ある程度、高校から離れたなと思ったところで、一時停止。
「うわ、っと」
「あのね、颯くん、私は怒ってるんじゃないの」
私がいきなり止まったことによって彼は二、三歩進んでしまったが、そのまま振り返る。
軽く腕を組んで、理系の彼をどうやって納得させるか逡巡するけれど、中々良い言葉が思い浮かばない。
――ああ、面倒だな、女子って。
「迎えに来てくれるのは、すごく嬉しい。けどね、高校の前までは来ないでほしい…って、前にも言ったよね?」
「うん、まあ。でもたまには良くない?」
「良くないんだって。颯くんは自分の人気舐めてるの?」
「…褒められてる?」
「褒めてない!」
颯くんはいつも飄々としている。
口数は割と多いけれど、内に秘めた思いみたいなものが、見えにくいのだ。
はあ、とため息を吐いて、私は颯くんに再度お願いをする。
「とにかく、お願い。校門の前で待ってるのは、止めて欲しい」
「んー」
コテン、と可愛らしく首を傾げた颯くんは、少し考えた風だったが、「ま。わかった」と了承してくれた。

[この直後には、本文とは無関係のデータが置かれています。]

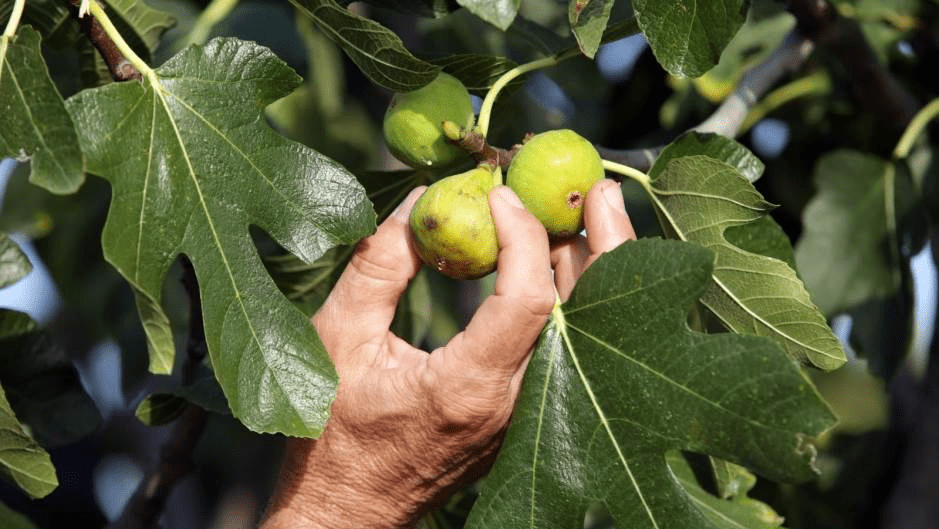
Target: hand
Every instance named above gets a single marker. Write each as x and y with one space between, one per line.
408 428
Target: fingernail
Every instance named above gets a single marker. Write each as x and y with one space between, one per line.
614 196
509 197
403 211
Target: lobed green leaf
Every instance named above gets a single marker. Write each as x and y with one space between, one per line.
22 461
36 125
618 380
13 262
499 13
849 251
375 49
589 19
41 383
196 165
698 198
687 37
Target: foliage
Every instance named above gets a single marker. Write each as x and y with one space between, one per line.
684 382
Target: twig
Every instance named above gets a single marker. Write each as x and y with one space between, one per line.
728 118
474 142
148 501
875 88
913 501
817 23
121 69
787 57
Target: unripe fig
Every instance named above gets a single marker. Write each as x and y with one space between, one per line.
551 174
451 224
413 122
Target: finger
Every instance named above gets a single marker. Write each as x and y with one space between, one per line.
568 258
606 220
505 327
361 306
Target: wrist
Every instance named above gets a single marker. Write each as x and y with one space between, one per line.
320 488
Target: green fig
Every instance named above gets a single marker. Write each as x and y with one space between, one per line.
551 174
451 225
413 122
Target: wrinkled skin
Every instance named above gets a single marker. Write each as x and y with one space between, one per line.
552 174
413 123
407 427
452 227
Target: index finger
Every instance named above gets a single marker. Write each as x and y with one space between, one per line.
505 327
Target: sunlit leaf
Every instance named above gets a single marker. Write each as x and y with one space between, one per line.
196 165
375 49
41 383
499 13
687 37
36 126
697 199
22 461
618 380
13 262
588 19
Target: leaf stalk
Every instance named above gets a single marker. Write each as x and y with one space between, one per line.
98 12
629 172
915 128
15 17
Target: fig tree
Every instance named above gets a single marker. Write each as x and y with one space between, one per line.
413 122
551 174
451 225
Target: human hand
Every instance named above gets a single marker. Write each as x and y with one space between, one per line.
407 428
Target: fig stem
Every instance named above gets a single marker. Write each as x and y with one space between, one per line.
628 171
14 18
98 12
913 130
486 109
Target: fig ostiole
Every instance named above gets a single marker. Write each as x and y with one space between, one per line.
551 174
413 123
451 225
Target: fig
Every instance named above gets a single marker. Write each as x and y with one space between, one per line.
551 174
451 225
413 123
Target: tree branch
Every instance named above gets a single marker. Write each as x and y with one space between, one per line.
913 500
786 58
730 115
121 69
148 501
817 23
875 88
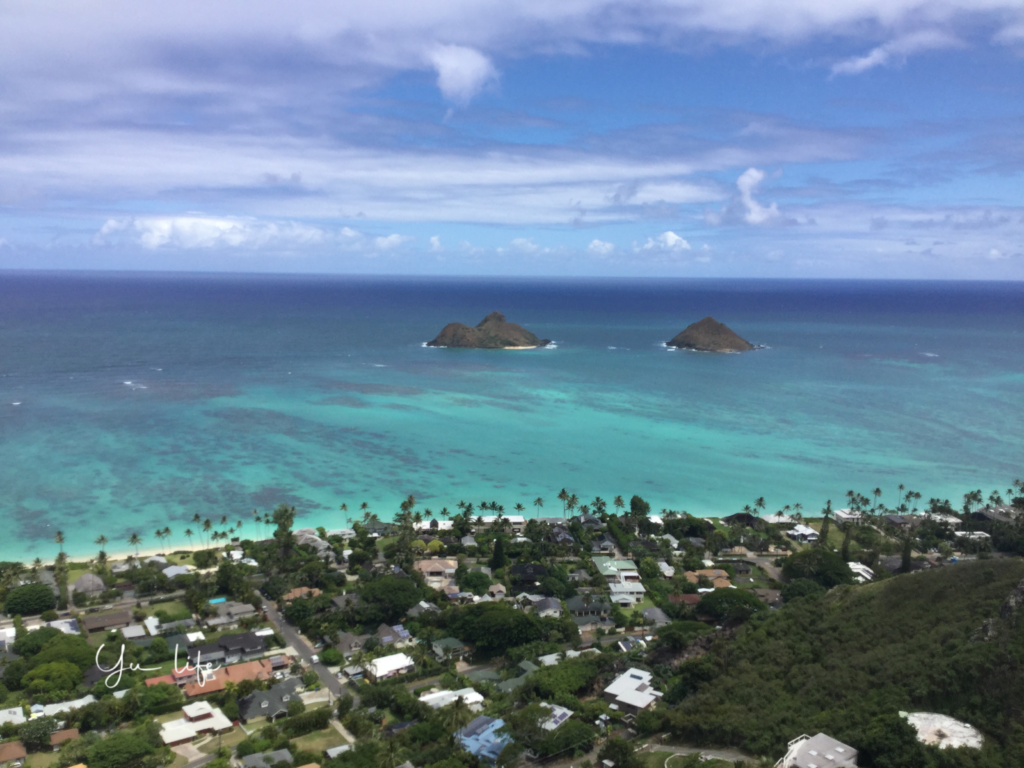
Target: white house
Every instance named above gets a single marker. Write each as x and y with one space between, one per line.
803 534
386 667
851 516
627 593
632 691
818 752
861 572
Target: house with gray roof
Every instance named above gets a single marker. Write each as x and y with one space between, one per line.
270 704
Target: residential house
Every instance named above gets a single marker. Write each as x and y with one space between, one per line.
216 680
101 623
200 718
266 759
89 585
228 649
549 607
396 636
742 518
481 738
627 593
300 592
588 605
443 697
348 643
422 607
59 737
861 572
437 572
558 716
818 752
632 691
497 591
684 599
848 516
448 648
803 534
270 704
654 617
349 600
388 667
229 613
771 598
526 574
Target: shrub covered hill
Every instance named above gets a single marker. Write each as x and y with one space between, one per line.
710 336
948 640
494 332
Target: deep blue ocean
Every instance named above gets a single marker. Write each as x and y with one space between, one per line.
147 398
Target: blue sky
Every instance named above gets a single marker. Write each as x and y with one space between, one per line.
861 138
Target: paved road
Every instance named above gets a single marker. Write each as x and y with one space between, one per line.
293 638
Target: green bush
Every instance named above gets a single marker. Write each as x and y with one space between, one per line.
30 600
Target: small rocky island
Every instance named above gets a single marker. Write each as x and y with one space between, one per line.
494 332
710 336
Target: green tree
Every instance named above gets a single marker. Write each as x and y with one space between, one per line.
29 600
818 564
35 734
499 559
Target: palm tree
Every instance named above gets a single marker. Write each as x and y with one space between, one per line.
563 496
457 715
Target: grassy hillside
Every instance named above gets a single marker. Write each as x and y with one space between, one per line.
839 662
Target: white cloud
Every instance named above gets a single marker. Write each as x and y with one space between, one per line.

その後は普通に彼の部屋まで行って、夕ご飯を食べたり勉強をしたりして過ごしてから、私は自宅へ帰宅したのだった。
***
次の日、登校して下駄箱を開けると、想像通り上履きがなくなっていた。
早めに来たつもりだったが、昨日のうちにやられたのかもしれない。
頭を抑える。幼稚か。幼稚なのか。
誰がやったのかはこの際置いておいて、職員室にスリッパを借りに行く。
「あの、スリッパ貸してもらえますか」
「…ああ、そこにあるから、貸し出し票だけ書いといて」
生徒が上履きをなくしているという事情を特に深掘りもせずに、そこにいた先生は適当に答えた。
――本当、颯くんの言う通りだったな。
「Aにはその高校合わないと思う」ってボソッと呟いたあの言葉、もっと間に受けていればよかった。
制服が可愛いのと家から近いという理由だけで受けたこの女子高は、私の本来の偏差値より大分低いのだ。
周りの友達も、先生も、何もかもが合わなくて辛い。
颯くんの通うあの大学どころか、MARTHすら受けるような生徒は誰一人いないのだから。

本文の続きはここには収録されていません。